听李太平提起大腿,慕品山盯着李太平的眼睛说道:“你偷瞄人家大腿的时候,我可是看见了。说吧,你打算怎么抱大腿。”
李太平暗道一声“天地良心啊,我哪里有偷瞄!”。
“不问姐姐也就是一说,我也就点头应是,当不得真!再说了,天底下最美的一
双腿就在眼前,抱紧这双腿,我的底气才足,还犯得着抱别的大腿吗!”
慕品山俏脸微红,白了一眼道:“少跟我这耍无赖……”
耍无赖这种事,李太平还是比较拿手的,可若是跟朝堂里的那些家伙比,那可就拿不出手了。
这不,次日一大早,张启年便穿戴整齐,快步赶往皇城。
张启年不但脱了牢狱之灾,还官复原职。他在家调养了半个多月,便急不可耐的跑去上朝露脸了。
君臣见过里,张启年便第一个蹦了出来,而且是毫不客气的将矛头对准了甘蔗。
“圣上,我大前朝建国六百余年,从未出现当街刺杀朝廷命官的事。臣在家修养期间,胸口就像堵了一团火,烧得臣心中滴血。”

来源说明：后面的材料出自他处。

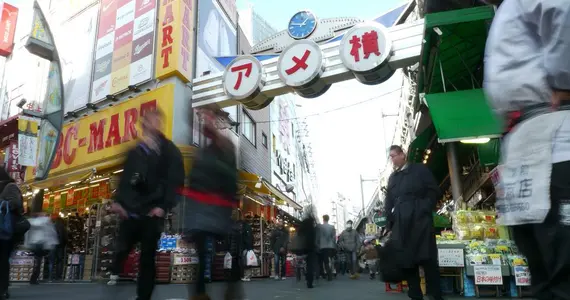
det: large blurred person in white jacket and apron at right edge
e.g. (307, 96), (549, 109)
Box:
(483, 0), (570, 300)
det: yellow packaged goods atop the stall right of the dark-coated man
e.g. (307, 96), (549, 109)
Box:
(453, 210), (499, 240)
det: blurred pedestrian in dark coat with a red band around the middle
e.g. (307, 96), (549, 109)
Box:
(184, 108), (244, 300)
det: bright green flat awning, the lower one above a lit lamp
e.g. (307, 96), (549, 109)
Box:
(425, 89), (502, 143)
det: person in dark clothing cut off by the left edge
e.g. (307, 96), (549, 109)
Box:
(0, 167), (30, 300)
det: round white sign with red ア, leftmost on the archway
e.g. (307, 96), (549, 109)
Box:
(224, 55), (263, 100)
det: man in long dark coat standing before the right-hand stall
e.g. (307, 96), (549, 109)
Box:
(384, 146), (443, 300)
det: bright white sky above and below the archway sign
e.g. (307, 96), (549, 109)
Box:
(237, 0), (406, 214)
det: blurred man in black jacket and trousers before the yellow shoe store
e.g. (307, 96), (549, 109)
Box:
(108, 110), (184, 300)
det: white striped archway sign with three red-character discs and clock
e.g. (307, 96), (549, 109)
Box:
(192, 11), (424, 110)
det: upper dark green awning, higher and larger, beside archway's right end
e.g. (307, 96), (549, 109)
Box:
(416, 6), (495, 108)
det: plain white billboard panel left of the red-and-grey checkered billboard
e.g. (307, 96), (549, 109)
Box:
(54, 5), (101, 113)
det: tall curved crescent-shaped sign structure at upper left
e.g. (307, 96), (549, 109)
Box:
(23, 1), (65, 180)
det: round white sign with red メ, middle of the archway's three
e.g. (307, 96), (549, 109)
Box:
(277, 40), (330, 98)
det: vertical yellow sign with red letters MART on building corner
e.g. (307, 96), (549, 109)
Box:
(156, 0), (194, 82)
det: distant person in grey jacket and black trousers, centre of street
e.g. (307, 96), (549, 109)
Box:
(317, 215), (336, 281)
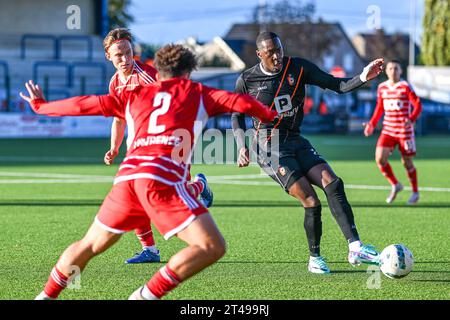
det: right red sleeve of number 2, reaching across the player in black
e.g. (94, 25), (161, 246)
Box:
(202, 86), (277, 122)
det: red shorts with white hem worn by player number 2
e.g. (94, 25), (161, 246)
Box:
(95, 179), (208, 240)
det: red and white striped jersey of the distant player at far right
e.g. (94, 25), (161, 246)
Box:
(370, 80), (422, 139)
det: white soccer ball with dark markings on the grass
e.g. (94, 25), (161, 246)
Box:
(380, 244), (414, 279)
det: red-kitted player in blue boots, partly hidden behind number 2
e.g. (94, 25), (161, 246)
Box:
(103, 28), (213, 263)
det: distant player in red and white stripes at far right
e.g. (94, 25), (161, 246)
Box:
(364, 60), (422, 204)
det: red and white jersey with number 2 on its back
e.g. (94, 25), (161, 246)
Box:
(31, 78), (277, 185)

“这事已然过去半月有余,却无丝毫进展。臣哪怕身子弱不禁风,今日也要上得朝来。骂一骂,那个上不能匡主,下亡以益民,尸位素餐的京兆尹甘蔗。”
弘道帝皱了皱眉,心想这事现在不是大理寺在查吗,怎么就骂上了京兆府的甘蔗了。
“此案朕以交给大理寺去查,不知爱卿何出此言啊?”
张启年深恶痛绝的说道:“圣上有所不知,大理寺查案,若是没有京兆府配合,案子进展必然极慢,臣恨便恨在此处。”
“他甘蔗身为京兆尹,大兴城内的一草一木,一举一动都在他眼皮子底下,他若是肯全力配合查案,案子怎能拖到今日还没个进展。”

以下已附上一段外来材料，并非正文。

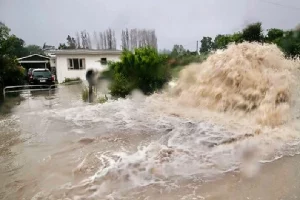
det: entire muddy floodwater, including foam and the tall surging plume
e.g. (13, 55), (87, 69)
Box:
(0, 44), (300, 200)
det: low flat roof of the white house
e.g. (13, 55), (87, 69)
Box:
(47, 49), (122, 55)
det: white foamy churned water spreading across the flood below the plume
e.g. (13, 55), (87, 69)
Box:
(30, 94), (298, 199)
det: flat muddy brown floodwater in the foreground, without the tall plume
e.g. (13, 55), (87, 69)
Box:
(0, 82), (300, 200)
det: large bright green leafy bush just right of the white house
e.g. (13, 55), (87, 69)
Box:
(109, 47), (171, 97)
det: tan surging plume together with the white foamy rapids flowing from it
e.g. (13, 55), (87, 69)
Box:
(24, 43), (300, 199)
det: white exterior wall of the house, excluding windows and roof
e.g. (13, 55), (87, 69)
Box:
(56, 55), (120, 83)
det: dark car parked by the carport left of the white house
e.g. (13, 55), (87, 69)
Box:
(29, 69), (55, 85)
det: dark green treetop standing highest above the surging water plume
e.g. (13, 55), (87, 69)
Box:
(242, 22), (264, 42)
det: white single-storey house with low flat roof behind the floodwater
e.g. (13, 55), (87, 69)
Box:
(48, 49), (122, 83)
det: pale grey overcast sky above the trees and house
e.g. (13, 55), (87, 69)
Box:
(0, 0), (300, 50)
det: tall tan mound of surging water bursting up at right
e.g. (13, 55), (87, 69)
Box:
(173, 42), (295, 126)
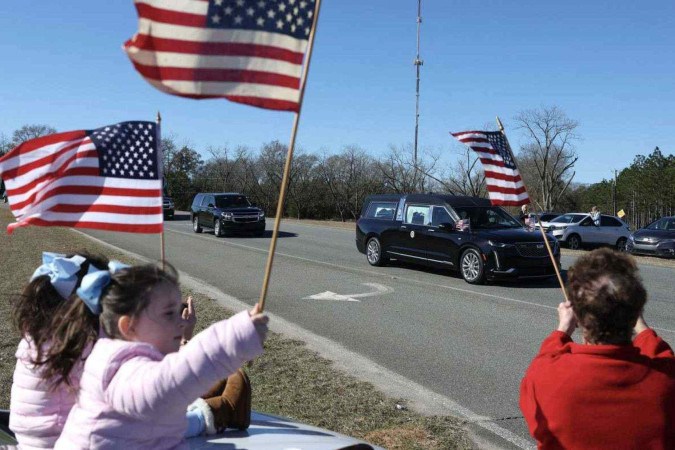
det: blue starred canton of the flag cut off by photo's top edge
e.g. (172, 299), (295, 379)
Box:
(207, 0), (315, 39)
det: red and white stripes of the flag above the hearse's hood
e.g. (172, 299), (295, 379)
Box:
(451, 131), (530, 206)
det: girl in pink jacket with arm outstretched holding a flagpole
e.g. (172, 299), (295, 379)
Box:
(55, 266), (267, 450)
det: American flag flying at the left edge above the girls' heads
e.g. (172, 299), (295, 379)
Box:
(0, 122), (163, 234)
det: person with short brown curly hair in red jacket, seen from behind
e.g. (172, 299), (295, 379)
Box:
(520, 249), (675, 449)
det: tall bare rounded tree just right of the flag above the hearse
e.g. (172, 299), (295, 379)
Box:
(515, 106), (580, 211)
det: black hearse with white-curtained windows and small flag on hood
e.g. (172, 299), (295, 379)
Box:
(356, 194), (560, 284)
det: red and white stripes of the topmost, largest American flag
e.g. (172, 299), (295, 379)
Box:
(124, 0), (307, 111)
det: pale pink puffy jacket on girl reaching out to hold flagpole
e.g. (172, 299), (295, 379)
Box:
(55, 311), (263, 450)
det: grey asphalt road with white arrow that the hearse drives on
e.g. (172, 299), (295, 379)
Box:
(80, 216), (675, 444)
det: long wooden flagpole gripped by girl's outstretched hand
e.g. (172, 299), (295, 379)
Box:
(258, 0), (321, 311)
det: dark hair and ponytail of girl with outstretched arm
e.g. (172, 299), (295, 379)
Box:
(41, 263), (178, 386)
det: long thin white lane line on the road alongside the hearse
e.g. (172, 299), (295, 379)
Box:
(168, 229), (675, 334)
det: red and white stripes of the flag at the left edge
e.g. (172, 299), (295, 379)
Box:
(0, 131), (163, 234)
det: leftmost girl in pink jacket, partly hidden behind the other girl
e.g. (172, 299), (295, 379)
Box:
(9, 252), (108, 449)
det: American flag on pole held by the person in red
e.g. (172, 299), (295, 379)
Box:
(451, 131), (530, 206)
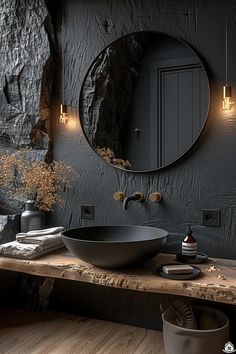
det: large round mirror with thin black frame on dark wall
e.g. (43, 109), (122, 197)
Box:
(80, 32), (210, 172)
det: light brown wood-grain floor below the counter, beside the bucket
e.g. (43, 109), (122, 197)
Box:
(0, 309), (164, 354)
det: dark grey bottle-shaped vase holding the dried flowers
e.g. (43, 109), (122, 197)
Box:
(21, 200), (45, 232)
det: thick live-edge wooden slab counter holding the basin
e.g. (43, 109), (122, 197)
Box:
(0, 249), (236, 305)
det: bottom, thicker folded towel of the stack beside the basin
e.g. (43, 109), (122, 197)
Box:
(0, 241), (64, 259)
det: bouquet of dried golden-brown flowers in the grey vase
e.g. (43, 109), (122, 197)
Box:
(0, 148), (78, 211)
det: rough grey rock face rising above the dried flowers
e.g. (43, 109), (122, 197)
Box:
(0, 0), (51, 149)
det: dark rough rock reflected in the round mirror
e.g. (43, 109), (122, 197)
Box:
(80, 35), (145, 157)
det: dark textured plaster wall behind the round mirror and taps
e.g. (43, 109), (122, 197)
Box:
(51, 0), (236, 258)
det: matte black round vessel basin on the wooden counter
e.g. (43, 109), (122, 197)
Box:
(62, 225), (168, 269)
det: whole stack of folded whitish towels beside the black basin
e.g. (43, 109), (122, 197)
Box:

“京兆尹甘蔗,身犯渎职之罪。臣恳请陛下,免其官,驱出城,永不复用。”
有张启年打头阵,一些个牛鬼蛇神便都跳了出来。一个个义正言辞,口吐莲花的骂上了甘蔗。
裴延亭瞥了一眼卢照兴。心想,你忍不住是不是也要跟老夫通个气,老夫也好准备准备。既然你想单干,就莫怪老夫做那看客了。

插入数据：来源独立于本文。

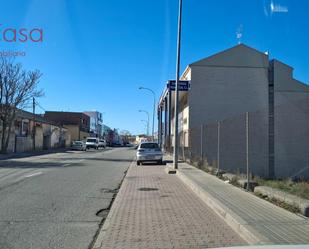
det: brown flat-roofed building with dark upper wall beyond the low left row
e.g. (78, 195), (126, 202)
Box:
(44, 111), (90, 141)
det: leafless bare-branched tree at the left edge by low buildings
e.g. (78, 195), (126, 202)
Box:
(0, 57), (43, 153)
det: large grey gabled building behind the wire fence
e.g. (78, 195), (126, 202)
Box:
(158, 44), (309, 178)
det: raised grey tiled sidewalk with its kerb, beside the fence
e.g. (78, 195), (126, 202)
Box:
(177, 160), (309, 244)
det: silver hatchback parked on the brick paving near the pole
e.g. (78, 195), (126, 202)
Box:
(136, 142), (163, 165)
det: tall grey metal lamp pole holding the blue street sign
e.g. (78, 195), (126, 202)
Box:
(173, 0), (182, 169)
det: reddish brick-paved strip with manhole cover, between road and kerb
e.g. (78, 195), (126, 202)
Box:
(94, 165), (246, 249)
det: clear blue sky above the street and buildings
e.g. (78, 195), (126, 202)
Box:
(0, 0), (309, 133)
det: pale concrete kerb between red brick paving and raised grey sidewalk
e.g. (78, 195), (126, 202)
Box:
(176, 163), (272, 245)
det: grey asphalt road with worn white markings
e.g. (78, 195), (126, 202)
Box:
(0, 148), (135, 249)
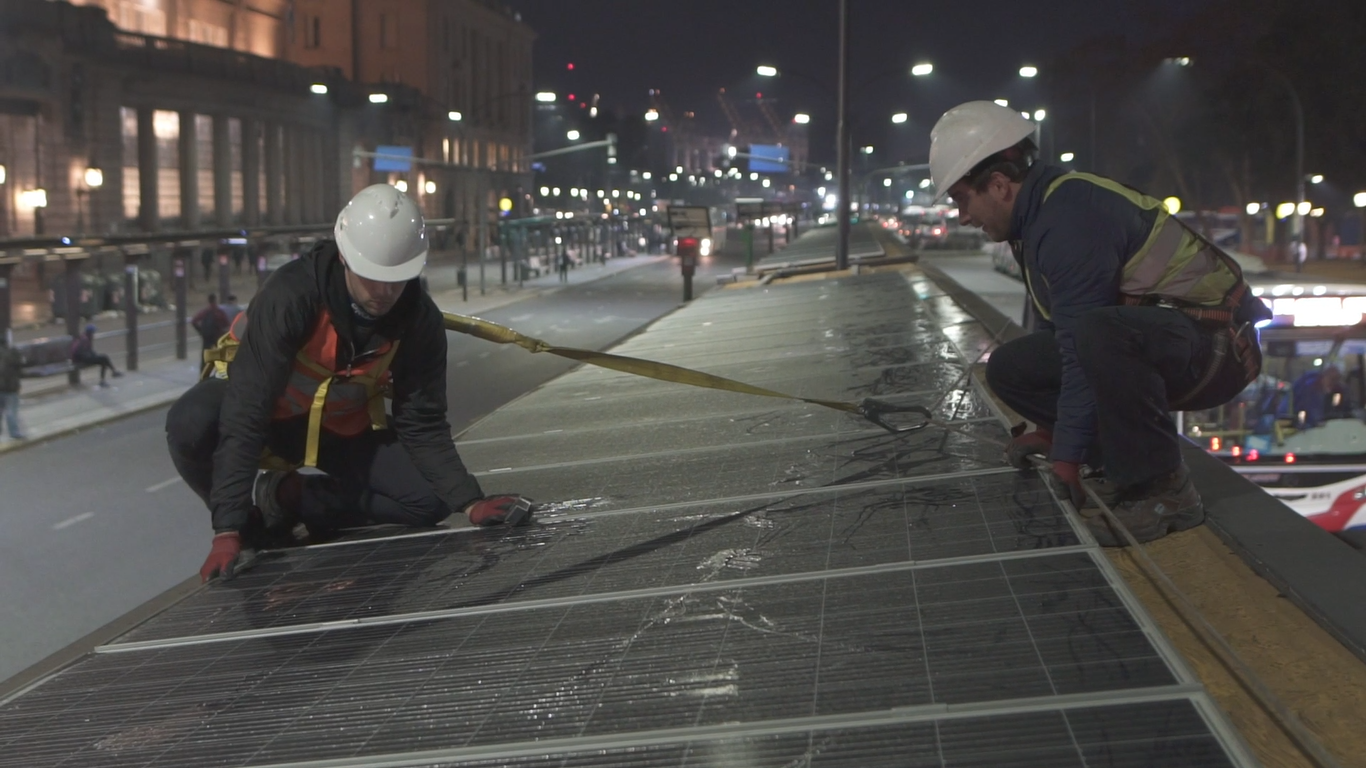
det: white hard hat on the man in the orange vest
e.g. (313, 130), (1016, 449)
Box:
(333, 184), (428, 283)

卢照兴闭着眼,仿佛老僧入定。这一次他没跟任何一位尚书通气,不是他想单干,而是说了也没用。
甘蔗最近查的一些案子,都跟他的门徒弟子有关,明显就是冲着他来的,朝堂里那些个万年老狐狸,不趁机落井下石就不错了,哪里会帮他对付甘蔗。
再者说,甘蔗和李太平称兄道弟的关系非同一般,万一被甘蔗查出点什么,他和齐王的日子恐怕就不好过了。
先下手为强,后下手遭殃,这点道理卢照兴还是懂的。那么他从京兆府大牢里捞出来的那个人,就该冲上去,死死的咬住甘蔗不撒口,直到把甘蔗撵回会稽郡。
开弓没有回头箭,卢照兴的班底就像疯狗一样,有的没的都骂了遍。
就连甘蔗跟京兆府掌勺的婆娘有一腿,这话都能编的出口,可想而知这些家伙耍起无赖,不要起脸来有多可怕。
朝堂里骂开了,可身为当事人的甘蔗,却丝毫不慌,往那一站腰杆挺得笔直,仿佛那些人满嘴喷粪,骂的不是他一样……
弘道帝皱着眉头,挥手压下朝堂内的谩骂,望着云淡风轻的甘蔗说道:“京兆尹,你也别装聋作哑了,给朕给百官个解释吧。”
甘蔗微笑着出列,行礼道:“半月时间,我京兆府捕快出动二百一十四人,排查七十二坊,七千余户,皆有证可查,备案详细。”
说着,转头扫过那些跳梁小丑,再次微笑道:“不知各位大人,可想到我京兆府去瞧一瞧,看看本官有否说假话。”
张启年冷笑道:“那就是干了,没干好,是甘大人能力不足了!”
张启年正身,朝弘道帝行礼道:“京兆尹一职,乃大兴城的父母官,还请圣上罢去这无能之人。”
冲锋陷阵、理政干事张启年没那个本事,可若说揪着谁骂架,那可是他身为御史的老本行,可是没怕过谁。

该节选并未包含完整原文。